THEA'S CRANBERRY PUMPKIN BREAD



Thea's Cranberry Pumpkin Bread image

This pumpkin bread isn't overly sweet and has just the right amount of the fall seasonings to make this extra yummy. I love freshly grated nutmeg - this makes the bread really special. The cranberries and walnuts are a little extra bonus. It's just enough to make one spectacular loaf of bread. You're going to love this on a cool,...

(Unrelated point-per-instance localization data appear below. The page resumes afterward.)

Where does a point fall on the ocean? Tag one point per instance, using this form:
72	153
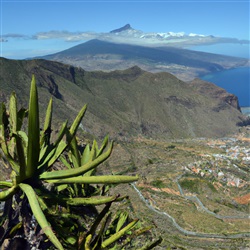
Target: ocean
235	81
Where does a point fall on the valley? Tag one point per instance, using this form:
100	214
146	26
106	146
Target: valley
199	187
187	141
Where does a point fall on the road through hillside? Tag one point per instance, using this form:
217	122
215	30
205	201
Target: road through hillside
191	233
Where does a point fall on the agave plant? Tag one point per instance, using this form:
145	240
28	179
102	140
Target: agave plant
53	193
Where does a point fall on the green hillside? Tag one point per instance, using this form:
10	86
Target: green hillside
126	103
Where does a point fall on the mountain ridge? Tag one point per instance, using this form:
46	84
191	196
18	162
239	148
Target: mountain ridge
126	103
107	56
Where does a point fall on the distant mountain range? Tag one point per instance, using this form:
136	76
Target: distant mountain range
107	56
125	103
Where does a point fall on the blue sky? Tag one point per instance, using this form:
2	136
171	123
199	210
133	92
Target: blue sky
33	28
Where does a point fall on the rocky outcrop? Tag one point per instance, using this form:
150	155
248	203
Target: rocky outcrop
213	91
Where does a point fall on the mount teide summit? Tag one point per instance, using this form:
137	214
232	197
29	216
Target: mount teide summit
107	56
126	103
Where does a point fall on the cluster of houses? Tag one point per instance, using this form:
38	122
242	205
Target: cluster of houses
223	168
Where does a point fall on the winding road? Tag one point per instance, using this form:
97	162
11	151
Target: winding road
201	206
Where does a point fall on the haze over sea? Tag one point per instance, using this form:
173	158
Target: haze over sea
235	81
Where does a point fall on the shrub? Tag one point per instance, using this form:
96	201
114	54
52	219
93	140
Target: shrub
51	200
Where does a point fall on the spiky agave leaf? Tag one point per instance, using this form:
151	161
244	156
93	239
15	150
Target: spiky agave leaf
39	215
45	136
105	179
33	132
118	235
67	173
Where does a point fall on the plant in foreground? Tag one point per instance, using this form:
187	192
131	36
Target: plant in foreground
59	202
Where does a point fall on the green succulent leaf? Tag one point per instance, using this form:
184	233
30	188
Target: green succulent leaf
4	184
98	200
106	179
67	173
152	244
39	215
86	155
77	121
6	194
33	132
119	234
122	219
13	113
103	146
45	137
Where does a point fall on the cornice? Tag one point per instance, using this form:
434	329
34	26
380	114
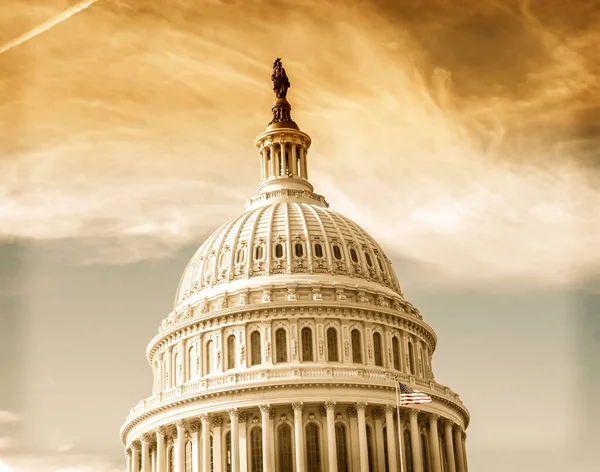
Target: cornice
178	402
285	309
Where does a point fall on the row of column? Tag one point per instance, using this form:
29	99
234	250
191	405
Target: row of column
273	161
140	459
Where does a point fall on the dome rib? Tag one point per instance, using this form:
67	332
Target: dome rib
325	238
306	236
235	245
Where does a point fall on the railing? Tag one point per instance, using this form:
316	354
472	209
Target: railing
300	373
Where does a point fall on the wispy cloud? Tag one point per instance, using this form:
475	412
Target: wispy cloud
451	149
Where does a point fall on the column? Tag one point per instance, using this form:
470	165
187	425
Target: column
196	447
464	438
217	449
362	437
390	432
415	441
135	456
265	410
180	448
377	415
303	167
205	419
276	161
243	448
449	446
284	168
458	450
434	443
331	445
299	437
161	461
235	459
146	453
352	415
294	163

Provided by Thea Pappalardo

Categories     Other Snacks

Time 1h10m

Number Of Ingredients 15

1/3 c canola oil
1 1/4 c sugar
2 eggs
1 c pumpkin puree
1/4 c water*
1 1/2 c plus 2 tbs ap flour
1 tsp baking soda
1/4 tsp baking powder
1/2 tsp salt
1/2 tsp cinnamon
1/4 tsp ground cloves
1/4 tsp freshly grated nutmeg
1/4 tsp ginger
1/3 c Craisins
1/3 c coarsely chopped walnuts

Steps:

  • 1. Preheat oven to 350°. Grease the bottom of a loaf pan.
  • 2. In a large bowl, cream oil and sugar. Add eggs, pumpkin, and water. Mix well. *I used the water that separated from the defrosted pumpkin.
  • 3. In a small bowl, mix dry ingredients.
  • 4. Combine with pumpkin mixture.
  • 5. Stir in Craisins and nuts.
  • 6. Pour into pan.
  • 7. Bake 45-50 minutes or until a toothpick inserted in center of loaf comes out clean.
  • 8. Let cool and then remove from pan.